In der ersten Hälfte des langen zweistündigen Abends blickt Constanza Macras auf den Corona-Lockdown zurück – mit milder Ironie, aber ohne allzu große künstlerische Verfremdung. Eine Weile fühlt man sich gut unterhalten, aber irgendwie ist das alles auch allzu nah an unserem eigenen Erleben. Wirkliche Überraschungsmomente bleiben aus. Allerdings gibt es ein paar schauspielerische Glanzlichter: Die von Anna-Sophie Friedmann in breitestem austriakischem Dialekt dargebotene Klage über die vergeblichen Versuche, während des Lockdowns die überflüssigen Pfunde loszuwerden, erinnert an den Humor, die Komik, die Absurdität und den Schmäh einer Stefanie Sargnagel; Friederike Wagner dagegen erzählt eine endlos lange Pferdegeschichte, deren Witz auch nach einer gefühlten Viertelstunde nicht zünden will. Der Lockdown wird zur „großen Introspektion“, wie Minna Wündrich es nennt, doch die Art und Weise, wie die neu gewonnene und oft schlecht genutzte Zeit verbracht wird, kennen wir aus eigener Erfahrung der letzten Monate: Da gibt es nicht allzu viel Neues in Constanza Macras‘ Nummernrevue, und somit fehlt dem Abend Originalität. Die große Introspektion mündet in die große Nörgelei – aber anders, als Wündrich es meinte.

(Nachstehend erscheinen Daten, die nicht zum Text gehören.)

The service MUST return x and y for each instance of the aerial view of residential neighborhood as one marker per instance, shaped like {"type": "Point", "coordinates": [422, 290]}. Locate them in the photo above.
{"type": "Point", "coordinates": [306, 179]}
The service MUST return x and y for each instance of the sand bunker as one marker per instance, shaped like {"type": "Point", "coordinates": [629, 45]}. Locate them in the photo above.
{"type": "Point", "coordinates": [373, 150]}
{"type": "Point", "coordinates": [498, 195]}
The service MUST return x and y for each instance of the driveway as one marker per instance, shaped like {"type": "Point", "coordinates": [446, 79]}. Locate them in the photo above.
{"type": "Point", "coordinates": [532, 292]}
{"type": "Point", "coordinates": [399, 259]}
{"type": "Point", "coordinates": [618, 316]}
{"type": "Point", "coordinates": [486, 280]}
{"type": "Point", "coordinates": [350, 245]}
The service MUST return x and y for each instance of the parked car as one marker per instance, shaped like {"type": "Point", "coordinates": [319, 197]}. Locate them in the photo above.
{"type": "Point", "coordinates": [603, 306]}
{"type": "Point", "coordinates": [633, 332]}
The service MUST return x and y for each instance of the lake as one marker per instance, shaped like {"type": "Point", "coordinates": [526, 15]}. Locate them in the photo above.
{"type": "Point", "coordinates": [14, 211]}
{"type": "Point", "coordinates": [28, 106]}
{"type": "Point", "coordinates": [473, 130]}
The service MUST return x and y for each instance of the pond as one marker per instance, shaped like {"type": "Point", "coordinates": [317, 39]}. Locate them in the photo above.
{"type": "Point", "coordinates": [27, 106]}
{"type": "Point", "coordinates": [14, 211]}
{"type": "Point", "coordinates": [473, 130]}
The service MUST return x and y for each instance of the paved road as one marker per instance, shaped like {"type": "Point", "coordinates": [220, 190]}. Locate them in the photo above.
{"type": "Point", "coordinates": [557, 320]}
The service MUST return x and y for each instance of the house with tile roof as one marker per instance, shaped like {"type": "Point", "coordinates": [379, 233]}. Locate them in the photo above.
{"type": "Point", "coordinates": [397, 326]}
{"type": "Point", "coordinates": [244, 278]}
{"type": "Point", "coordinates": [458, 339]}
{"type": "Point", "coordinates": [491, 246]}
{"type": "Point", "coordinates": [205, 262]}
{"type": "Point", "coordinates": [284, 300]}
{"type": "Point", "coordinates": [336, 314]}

Immer wieder nimmt die Inszenierung, die schließlich eine „dystopische Science-Fiction-Komödie“ sein will, auf Aldous Huxleys „Schöne neue Welt“ Bezug. Die „Epsilons“, die Mitglieder der niedrigsten der fünf Kasten in Huxleys Roman, haben zu Zeiten von Corona Hochkonjunktur: als Paketboten für die aus dem Himmel Amazoniens fallenden Päckchen. Doch auch die Passagen, in denen auf Huxleys Dystopie Bezug genommen und über die erforderliche Ration der Droge Soma, mit welcher die Auswirkungen der Pandemie und anderer künftiger Katastrophen erträglich gestaltet werden könnten, räsoniert wird, entwickeln wenig Biss. Ohnehin strandet die Inszenierung im zweiten Teil endgültig auf dem Niveau der Nummernrevue, obwohl es mehr intellektuelle Unterfütterung gibt: Sehr hübsch gerät noch einmal die kabarettistische Erzählung von der Geschichte der Erde, beginnend mit der fatalen Überbringung des Feuers durch Prometheus an die Menschen und endend mit ihrer Zerstörung durch die zahlreichen "Fortschritte", die die Menschheit dank der Existenz des Feuers erzielen konnte. Serkan Kaya, ohnehin im Verlauf der zwei Stunden einer der prägendsten und charismatischsten Schauspieler auf der Bühne, gehört gemeinsam mit den Tänzerinnen und Tänzern von Dorky Park der fulminante Schlusspunkt. Der ereignet sich endgültig erst in Post-Corona-Zeiten. Denn zwischenzeitlich sind sie alle verstorben, unsere schauspielerisch und tänzerisch durchaus überzeigenden Bühnenfiguren. Sie starben voller Poesie, aber allein. Es gibt keine Nähe, nirgends.